August 24, 2004

summer retrospect

can’t wait to get on the road again
Philadelphia (2 trips)
NJ
Banff
Niles, Michigan/South Bend, Indiana
NC
the hills of WV
Charleston, SC (2 trips)

accomplishments
added more dents to my automobile
delivered pizzas
survived multiple attacks from the sunrays upon my skin
forgot the words to a wedding song and butchered the song
increased my running endurance by one mile (ten was the goal)

Posted by jonsligh at 10:46 PM | Comments (6)

August 20, 2004

this too shall pass

I count it one of the bitter ironies of life that my coworkers (at my second job) have a fondness for rap.

Fifty Cent, Tupac (yeah, I thought he was dead too), and the scores of rap artists who have affixed the Lil’ prefix to their names—they all are making me cynical about the state of the arts in the culture.

Downhill goes the public taste, happily bouncing along in its proverbial handbasket. Entropy is doing her dirty work on public taste, it seems. As the bank accounts of rappers and boy bands grow exponentially, the great pieces in the Western musical heritage are relegated to ice-cream truck jingles and the few devoted piano students.

Well, having now recovered from my lapse into nauseating nostalgia, I’ll have to acknowledge that popular music has probably always captured the lowest common denominator, and not much more. That’s what makes it popular. For every Mozart and Tchaikovsky and Rutter, I suppose there were countless popular musicians whose bland unmemorable drivel lies forever buried in musical archives, never again to be resurrected (or so we hope). Only a select few can transcend time and changing culture and actually be remembered. Future generations will be spared the popular drivel of today, and will instead enjoy the drivel of their own, as well as the select few musical creations of our generation that will manage to transcend time and changing cultures.

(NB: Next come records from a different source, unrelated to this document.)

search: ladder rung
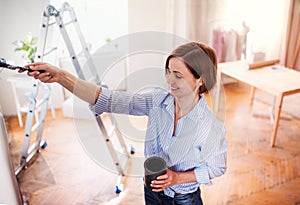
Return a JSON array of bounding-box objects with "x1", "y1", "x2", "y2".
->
[
  {"x1": 48, "y1": 21, "x2": 56, "y2": 26},
  {"x1": 64, "y1": 19, "x2": 76, "y2": 26}
]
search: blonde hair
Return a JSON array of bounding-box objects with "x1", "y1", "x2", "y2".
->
[{"x1": 165, "y1": 42, "x2": 218, "y2": 94}]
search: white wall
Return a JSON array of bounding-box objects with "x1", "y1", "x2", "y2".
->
[{"x1": 0, "y1": 0, "x2": 290, "y2": 115}]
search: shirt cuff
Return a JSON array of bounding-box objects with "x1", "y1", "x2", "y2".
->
[
  {"x1": 194, "y1": 164, "x2": 212, "y2": 185},
  {"x1": 89, "y1": 87, "x2": 111, "y2": 114}
]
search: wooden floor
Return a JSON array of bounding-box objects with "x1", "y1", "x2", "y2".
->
[{"x1": 7, "y1": 83, "x2": 300, "y2": 205}]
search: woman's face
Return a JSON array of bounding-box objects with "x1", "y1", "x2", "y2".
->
[{"x1": 166, "y1": 57, "x2": 200, "y2": 98}]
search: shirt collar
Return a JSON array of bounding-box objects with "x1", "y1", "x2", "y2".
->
[{"x1": 163, "y1": 93, "x2": 207, "y2": 121}]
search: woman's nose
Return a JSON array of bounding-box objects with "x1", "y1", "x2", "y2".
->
[{"x1": 166, "y1": 73, "x2": 175, "y2": 84}]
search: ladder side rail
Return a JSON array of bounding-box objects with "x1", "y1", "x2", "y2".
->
[
  {"x1": 95, "y1": 114, "x2": 124, "y2": 176},
  {"x1": 36, "y1": 85, "x2": 51, "y2": 147},
  {"x1": 35, "y1": 11, "x2": 49, "y2": 61},
  {"x1": 63, "y1": 3, "x2": 130, "y2": 157},
  {"x1": 20, "y1": 86, "x2": 37, "y2": 167},
  {"x1": 62, "y1": 2, "x2": 101, "y2": 83}
]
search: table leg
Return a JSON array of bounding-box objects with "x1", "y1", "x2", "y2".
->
[{"x1": 271, "y1": 93, "x2": 283, "y2": 147}]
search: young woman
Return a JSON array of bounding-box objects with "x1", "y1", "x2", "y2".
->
[{"x1": 26, "y1": 42, "x2": 227, "y2": 205}]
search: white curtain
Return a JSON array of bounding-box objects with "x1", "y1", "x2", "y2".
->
[{"x1": 170, "y1": 0, "x2": 290, "y2": 62}]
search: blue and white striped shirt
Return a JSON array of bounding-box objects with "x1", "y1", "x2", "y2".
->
[{"x1": 91, "y1": 88, "x2": 227, "y2": 197}]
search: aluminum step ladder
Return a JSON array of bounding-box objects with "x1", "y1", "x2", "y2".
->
[
  {"x1": 42, "y1": 3, "x2": 135, "y2": 193},
  {"x1": 15, "y1": 15, "x2": 55, "y2": 175}
]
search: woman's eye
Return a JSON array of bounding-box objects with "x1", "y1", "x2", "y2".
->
[
  {"x1": 175, "y1": 74, "x2": 182, "y2": 79},
  {"x1": 166, "y1": 68, "x2": 171, "y2": 75}
]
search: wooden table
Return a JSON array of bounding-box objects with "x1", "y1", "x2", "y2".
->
[{"x1": 215, "y1": 61, "x2": 300, "y2": 147}]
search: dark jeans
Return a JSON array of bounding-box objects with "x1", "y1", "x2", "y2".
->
[{"x1": 144, "y1": 187, "x2": 203, "y2": 205}]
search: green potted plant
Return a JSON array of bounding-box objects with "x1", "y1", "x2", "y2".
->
[{"x1": 13, "y1": 33, "x2": 38, "y2": 63}]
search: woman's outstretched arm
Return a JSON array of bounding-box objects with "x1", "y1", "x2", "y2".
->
[{"x1": 20, "y1": 62, "x2": 101, "y2": 104}]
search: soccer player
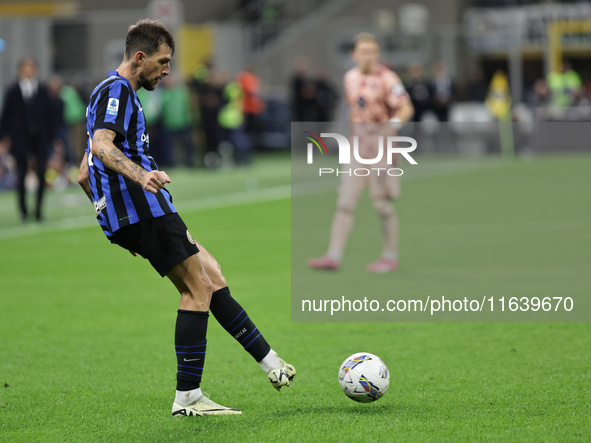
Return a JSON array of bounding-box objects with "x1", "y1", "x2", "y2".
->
[
  {"x1": 78, "y1": 20, "x2": 295, "y2": 416},
  {"x1": 308, "y1": 33, "x2": 414, "y2": 273}
]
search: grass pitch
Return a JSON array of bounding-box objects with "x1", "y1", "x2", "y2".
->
[{"x1": 0, "y1": 155, "x2": 591, "y2": 442}]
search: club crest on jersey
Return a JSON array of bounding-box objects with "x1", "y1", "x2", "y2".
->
[
  {"x1": 92, "y1": 195, "x2": 107, "y2": 215},
  {"x1": 107, "y1": 97, "x2": 119, "y2": 115}
]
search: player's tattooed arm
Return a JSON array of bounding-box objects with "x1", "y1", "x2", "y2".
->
[
  {"x1": 92, "y1": 128, "x2": 170, "y2": 194},
  {"x1": 78, "y1": 153, "x2": 92, "y2": 202}
]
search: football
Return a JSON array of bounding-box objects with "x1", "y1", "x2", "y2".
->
[{"x1": 339, "y1": 352, "x2": 390, "y2": 403}]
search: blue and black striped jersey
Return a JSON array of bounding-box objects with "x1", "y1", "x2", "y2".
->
[{"x1": 86, "y1": 71, "x2": 177, "y2": 237}]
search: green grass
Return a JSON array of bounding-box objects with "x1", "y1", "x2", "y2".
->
[{"x1": 0, "y1": 156, "x2": 591, "y2": 442}]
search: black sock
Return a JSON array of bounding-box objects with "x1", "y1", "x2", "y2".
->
[
  {"x1": 174, "y1": 309, "x2": 209, "y2": 391},
  {"x1": 209, "y1": 286, "x2": 271, "y2": 361}
]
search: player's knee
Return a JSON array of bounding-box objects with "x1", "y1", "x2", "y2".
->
[
  {"x1": 373, "y1": 198, "x2": 394, "y2": 217},
  {"x1": 337, "y1": 198, "x2": 355, "y2": 214}
]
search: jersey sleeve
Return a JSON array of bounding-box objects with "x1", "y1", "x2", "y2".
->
[
  {"x1": 92, "y1": 81, "x2": 132, "y2": 138},
  {"x1": 385, "y1": 72, "x2": 410, "y2": 113}
]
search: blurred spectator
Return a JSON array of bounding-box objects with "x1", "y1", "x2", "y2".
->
[
  {"x1": 236, "y1": 66, "x2": 265, "y2": 148},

So it’s with a fresh hope that I declare that Fifty Cent and Britney Spears will go the way of the Swinging Blue Jeans and the Buggles. Forever plunged into obscurity (and rightly so).

Posted by jonsligh at 09:47 AM | Comments (10)

August 17, 2004

rivertree

I write today to extend a hearty welcome-back to Joseph Apple, the chief editor of and a contributing writer to the Rivertree. After a summer of gallivanting about the South Carolinian countryside, installing aluminum siding on houses, he was married. He promises to start blogging again and to never desert his readership again.